The next day, I took the train to Linz, Austria, with the intention of making a quick, half day trip to the Mauthausen concentration camp close to there. Logistically, however, it was harder than I thought, and it took all day. Besides changing trains three times (all of which were late) I arrived in the lonely town of Mauthausen with no idea how to find the camp. So, I walked to the highway, held out my thumb, and the second car to pass stopped. I told him in my 101 level German that I wanted to go to “die Camp für die Juden.” He must’ve understood, because he motioned for me to get in. He spoke no English, so we went back and forth, he saying things I didn’t understand while I blurted out questions and facts about myself like a three year old Austrian with a speech problem. After fifteen awkward minutes, he dropped me off at a little fortress on the top of a hill in the middle of a wheat field. It was amazing how unassuming the camp was, just perched out there like it was.

Mauthausen was a death camp, one of the last liberated and, interestingly enough, contained more Spanish republicans and Soviet P.O.W.s than Jews.
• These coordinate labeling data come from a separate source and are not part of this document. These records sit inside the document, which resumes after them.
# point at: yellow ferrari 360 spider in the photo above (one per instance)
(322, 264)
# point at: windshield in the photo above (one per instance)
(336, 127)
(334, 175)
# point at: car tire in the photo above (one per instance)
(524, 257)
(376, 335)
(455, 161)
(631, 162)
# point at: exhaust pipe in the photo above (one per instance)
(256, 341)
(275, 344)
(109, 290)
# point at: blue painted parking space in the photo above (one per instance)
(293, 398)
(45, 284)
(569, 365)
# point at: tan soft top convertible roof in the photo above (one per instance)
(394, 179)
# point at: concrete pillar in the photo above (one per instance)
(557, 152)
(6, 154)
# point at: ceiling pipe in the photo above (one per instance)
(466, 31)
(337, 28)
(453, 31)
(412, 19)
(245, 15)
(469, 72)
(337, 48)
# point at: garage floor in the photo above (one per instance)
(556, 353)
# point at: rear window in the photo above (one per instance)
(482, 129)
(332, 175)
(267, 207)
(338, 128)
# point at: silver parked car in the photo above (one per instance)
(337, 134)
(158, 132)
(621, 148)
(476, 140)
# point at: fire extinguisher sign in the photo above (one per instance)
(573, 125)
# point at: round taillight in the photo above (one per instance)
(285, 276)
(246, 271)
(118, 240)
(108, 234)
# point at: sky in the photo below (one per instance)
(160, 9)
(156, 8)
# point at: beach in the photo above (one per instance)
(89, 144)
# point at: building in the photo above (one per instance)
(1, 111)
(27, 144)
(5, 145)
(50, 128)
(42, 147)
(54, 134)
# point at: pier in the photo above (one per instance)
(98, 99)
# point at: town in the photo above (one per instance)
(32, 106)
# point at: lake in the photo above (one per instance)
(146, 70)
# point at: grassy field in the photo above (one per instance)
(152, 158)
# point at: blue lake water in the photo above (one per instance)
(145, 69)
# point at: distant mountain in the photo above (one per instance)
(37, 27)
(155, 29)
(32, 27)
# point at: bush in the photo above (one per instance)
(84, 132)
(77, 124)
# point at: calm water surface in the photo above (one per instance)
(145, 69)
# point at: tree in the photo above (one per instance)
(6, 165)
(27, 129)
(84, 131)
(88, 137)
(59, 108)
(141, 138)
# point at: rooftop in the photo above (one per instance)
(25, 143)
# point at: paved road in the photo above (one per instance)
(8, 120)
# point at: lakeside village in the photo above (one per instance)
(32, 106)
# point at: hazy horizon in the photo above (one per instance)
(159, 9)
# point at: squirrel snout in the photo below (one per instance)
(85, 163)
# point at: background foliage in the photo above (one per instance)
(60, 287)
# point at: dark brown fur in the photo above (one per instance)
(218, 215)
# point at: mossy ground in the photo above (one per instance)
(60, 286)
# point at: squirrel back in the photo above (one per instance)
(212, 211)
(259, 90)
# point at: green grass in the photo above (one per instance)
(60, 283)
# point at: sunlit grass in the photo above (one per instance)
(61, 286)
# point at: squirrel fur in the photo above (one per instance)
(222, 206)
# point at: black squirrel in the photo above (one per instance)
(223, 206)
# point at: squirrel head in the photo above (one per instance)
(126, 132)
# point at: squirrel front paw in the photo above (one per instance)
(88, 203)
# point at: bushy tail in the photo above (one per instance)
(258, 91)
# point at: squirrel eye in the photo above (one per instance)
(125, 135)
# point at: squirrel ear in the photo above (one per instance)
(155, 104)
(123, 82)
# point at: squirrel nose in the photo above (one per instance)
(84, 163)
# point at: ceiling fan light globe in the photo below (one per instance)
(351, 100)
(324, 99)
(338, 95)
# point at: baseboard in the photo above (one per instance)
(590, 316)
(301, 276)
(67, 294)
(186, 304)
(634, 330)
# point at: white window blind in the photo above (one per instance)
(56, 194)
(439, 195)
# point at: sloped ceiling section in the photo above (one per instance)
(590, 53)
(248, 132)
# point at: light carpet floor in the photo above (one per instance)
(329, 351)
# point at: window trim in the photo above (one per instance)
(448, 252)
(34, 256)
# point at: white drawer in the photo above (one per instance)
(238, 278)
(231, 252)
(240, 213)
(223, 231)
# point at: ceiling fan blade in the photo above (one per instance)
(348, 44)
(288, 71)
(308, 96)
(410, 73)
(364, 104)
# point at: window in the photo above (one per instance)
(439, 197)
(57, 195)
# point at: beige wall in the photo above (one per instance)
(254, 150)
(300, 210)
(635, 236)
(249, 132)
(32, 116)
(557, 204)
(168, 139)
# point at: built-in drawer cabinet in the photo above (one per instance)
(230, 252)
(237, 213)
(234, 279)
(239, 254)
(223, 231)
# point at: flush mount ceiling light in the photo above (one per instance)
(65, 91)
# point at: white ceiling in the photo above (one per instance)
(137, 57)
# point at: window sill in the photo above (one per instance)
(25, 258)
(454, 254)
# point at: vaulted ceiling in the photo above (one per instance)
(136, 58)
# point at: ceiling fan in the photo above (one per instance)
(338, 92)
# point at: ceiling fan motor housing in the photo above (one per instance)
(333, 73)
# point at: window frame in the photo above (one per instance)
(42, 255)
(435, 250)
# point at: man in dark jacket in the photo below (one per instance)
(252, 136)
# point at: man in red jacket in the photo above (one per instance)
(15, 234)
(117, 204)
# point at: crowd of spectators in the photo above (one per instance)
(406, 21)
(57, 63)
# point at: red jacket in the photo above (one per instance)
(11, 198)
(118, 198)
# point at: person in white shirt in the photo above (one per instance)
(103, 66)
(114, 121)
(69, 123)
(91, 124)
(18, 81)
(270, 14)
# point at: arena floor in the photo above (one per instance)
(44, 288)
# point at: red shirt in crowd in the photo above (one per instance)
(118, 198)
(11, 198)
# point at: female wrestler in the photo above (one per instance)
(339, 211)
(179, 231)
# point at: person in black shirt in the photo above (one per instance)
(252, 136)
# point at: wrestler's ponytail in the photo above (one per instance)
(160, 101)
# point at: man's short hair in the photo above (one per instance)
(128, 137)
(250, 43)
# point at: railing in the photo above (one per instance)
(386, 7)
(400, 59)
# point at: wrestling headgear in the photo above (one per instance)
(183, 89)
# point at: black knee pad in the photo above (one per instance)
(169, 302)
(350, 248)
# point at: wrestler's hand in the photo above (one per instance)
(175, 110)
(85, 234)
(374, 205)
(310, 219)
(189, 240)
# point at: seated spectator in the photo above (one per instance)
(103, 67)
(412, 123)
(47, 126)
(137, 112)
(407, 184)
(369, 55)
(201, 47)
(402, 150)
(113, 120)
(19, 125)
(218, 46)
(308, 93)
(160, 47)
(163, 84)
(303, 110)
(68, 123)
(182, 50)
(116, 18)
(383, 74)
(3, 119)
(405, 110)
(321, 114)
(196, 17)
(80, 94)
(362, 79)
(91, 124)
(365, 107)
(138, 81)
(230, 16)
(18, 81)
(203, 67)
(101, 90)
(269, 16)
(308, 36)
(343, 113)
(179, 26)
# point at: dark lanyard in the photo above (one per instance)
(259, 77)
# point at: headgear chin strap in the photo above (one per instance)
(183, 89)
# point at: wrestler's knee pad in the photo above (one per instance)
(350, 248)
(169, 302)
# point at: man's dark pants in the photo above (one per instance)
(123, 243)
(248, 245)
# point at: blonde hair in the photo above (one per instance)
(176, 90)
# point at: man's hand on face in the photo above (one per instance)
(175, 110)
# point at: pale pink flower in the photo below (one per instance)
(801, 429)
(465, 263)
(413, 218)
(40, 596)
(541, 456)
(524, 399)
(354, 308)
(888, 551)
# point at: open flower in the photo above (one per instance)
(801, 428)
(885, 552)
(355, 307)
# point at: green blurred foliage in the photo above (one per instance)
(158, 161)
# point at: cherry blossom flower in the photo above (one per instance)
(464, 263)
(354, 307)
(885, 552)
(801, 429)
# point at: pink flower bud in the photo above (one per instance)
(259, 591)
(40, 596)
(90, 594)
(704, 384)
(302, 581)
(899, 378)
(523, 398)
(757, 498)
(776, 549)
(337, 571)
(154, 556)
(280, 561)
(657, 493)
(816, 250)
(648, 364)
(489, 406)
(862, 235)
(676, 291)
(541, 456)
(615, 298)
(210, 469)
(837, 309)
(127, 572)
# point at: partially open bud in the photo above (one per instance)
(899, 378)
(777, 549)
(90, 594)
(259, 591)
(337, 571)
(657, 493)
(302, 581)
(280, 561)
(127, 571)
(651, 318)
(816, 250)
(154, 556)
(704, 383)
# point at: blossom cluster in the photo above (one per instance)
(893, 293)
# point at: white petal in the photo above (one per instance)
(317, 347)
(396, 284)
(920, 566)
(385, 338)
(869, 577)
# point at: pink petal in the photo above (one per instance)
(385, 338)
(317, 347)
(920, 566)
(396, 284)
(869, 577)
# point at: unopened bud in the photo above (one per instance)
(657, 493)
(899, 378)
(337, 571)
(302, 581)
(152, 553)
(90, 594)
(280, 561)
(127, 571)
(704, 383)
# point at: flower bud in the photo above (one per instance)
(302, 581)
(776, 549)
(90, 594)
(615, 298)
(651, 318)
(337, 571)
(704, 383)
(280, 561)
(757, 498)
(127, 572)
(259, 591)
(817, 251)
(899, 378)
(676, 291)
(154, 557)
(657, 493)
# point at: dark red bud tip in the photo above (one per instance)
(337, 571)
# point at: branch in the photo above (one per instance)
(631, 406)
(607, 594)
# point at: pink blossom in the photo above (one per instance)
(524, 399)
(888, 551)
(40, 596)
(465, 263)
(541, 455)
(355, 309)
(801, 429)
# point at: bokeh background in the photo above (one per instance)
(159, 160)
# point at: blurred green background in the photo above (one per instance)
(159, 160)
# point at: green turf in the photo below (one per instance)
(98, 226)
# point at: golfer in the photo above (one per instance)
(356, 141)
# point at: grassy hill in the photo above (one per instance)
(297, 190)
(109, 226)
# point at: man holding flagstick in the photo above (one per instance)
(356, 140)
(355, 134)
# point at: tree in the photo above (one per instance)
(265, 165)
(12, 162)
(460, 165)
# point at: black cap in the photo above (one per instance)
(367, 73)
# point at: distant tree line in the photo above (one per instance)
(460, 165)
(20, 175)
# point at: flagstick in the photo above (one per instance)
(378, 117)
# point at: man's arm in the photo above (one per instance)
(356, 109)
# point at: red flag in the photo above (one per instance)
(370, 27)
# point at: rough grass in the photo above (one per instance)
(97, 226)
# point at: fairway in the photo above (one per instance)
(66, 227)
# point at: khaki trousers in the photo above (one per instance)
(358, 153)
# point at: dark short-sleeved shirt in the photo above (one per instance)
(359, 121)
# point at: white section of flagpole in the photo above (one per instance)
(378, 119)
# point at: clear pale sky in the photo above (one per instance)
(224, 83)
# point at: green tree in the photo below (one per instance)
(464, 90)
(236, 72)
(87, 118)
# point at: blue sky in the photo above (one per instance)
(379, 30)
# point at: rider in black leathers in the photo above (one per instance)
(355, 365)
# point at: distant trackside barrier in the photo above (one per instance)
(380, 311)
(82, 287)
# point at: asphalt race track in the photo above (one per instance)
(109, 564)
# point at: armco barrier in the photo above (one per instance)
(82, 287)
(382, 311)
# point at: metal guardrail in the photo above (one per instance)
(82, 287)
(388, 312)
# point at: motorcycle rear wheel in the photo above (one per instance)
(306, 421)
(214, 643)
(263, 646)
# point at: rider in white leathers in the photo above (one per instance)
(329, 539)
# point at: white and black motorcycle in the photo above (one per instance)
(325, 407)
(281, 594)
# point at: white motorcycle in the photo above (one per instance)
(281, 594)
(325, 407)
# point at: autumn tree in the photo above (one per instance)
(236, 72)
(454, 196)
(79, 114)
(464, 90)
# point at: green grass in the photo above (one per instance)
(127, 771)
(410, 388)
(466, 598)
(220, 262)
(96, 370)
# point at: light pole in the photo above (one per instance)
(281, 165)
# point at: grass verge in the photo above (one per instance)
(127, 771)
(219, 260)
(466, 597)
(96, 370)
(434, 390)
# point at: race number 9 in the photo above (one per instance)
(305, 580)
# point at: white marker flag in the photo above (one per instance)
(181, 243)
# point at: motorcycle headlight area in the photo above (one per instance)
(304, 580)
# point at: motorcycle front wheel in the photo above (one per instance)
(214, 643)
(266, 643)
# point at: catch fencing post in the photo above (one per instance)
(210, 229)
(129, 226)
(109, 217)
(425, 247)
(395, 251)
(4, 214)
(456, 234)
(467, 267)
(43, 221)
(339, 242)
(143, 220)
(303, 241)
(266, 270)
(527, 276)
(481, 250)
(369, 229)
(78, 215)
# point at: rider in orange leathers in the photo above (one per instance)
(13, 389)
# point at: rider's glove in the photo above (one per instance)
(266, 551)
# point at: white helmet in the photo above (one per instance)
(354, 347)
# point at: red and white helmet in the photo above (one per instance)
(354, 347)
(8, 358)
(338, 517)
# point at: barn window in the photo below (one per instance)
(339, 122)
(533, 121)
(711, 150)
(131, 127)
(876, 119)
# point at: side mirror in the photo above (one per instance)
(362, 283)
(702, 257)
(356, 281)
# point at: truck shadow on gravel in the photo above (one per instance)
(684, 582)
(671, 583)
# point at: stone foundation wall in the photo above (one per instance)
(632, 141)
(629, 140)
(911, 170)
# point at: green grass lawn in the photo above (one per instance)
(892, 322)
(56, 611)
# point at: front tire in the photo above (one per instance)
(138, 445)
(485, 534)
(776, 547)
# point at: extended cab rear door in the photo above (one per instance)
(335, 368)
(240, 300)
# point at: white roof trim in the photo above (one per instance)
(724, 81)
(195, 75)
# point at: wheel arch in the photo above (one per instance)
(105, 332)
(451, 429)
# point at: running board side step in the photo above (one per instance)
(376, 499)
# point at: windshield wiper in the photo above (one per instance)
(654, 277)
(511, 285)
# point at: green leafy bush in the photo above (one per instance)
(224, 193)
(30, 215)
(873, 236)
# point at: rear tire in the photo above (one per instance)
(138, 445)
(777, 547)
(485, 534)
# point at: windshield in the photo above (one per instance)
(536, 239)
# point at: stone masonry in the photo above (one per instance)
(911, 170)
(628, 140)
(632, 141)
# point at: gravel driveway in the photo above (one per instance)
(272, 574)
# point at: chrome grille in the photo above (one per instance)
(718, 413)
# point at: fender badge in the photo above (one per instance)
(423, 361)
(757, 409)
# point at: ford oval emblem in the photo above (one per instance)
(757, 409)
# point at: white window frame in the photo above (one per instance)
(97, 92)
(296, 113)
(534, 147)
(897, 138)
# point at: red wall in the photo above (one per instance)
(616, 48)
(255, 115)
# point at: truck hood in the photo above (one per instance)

Going in, the camp was desolate- practically no tourists, very much preserved, and, save for a small museum, practically nothing to indicate to the visitor that the facility wasn’t used last week. I had always thought that, given how much press the Holocaust gets, I could be nonchalant in the face of such a sight. However, when I saw the living quarters, the gas chambers, and the incinerators, it was VERY sobering. Especially when one considers how recent this history was. After staying for a few hours, I began my hike to the main road, to hitchike back to the train station. Again, I was picked up by the second car that passed. This time, it was a van hauling a small, enclosed, trailer. My chauffeur had gray hair, in sort of a shag, disco era style. He was wearing nothing but Bikini briefs and listened to Maharishi style Indian sitar music on the radio (when I told him I like his music, he looked at me and said, “Indian, man, Ohhhh yeeeeeaaaaah!” and turned it up really loudly). Evidently, he was not a local, for he stopped to ask for directions three times, and his accent (in English) was different. It turns out, he had moved from Israel about twenty years ago, has two kids in Austria, and was on his way home to a town I had never heard of. He was a little bizarre, but at least we could speak English.

Finally yesterday I went for a bike ride with John and Susanna along the Danube. The weather was perfect and it was a great ride. A word of advice, though, if you go bike riding with an owner of a fitness center, no matter what his age, have no illusions about being able to keep up. He and Susanna rode circles around me, I think I caught up twice without them slowing down. It was a freat ride nonetheless, the highlight of which was swimming among the nude bathers in the Danube, that was quite the ahem…cultural experience. In any case, last night I had a great dinner at John and Susanna’s, even thought they wouldn’t let me help with anything. They have both been amazing to me during my stay here, and that, coupled with the fact that I’ve had time to relax for a bit, is why Vienna has been one of my nicest stops so far. Well, thanks to those of you who are still reading after this far. I will try to be more concise in the future. My head is mending well, my stitches come out on Tuesday. I head to Prague on Wednesday and am having a great time.

From Vienna I took a day and went to Budapest, I liked it well enough but could really have used another day to form an informed opinion. I left Vienna after having my stitches removed by John’s girlfriend Susanne, who’s an optic surgeon. The looks one gets when he goes into a foreign hospital’s Emergency eye surgery ward and asks for the top eye surgeon to remove four stitches is one of confusion at best.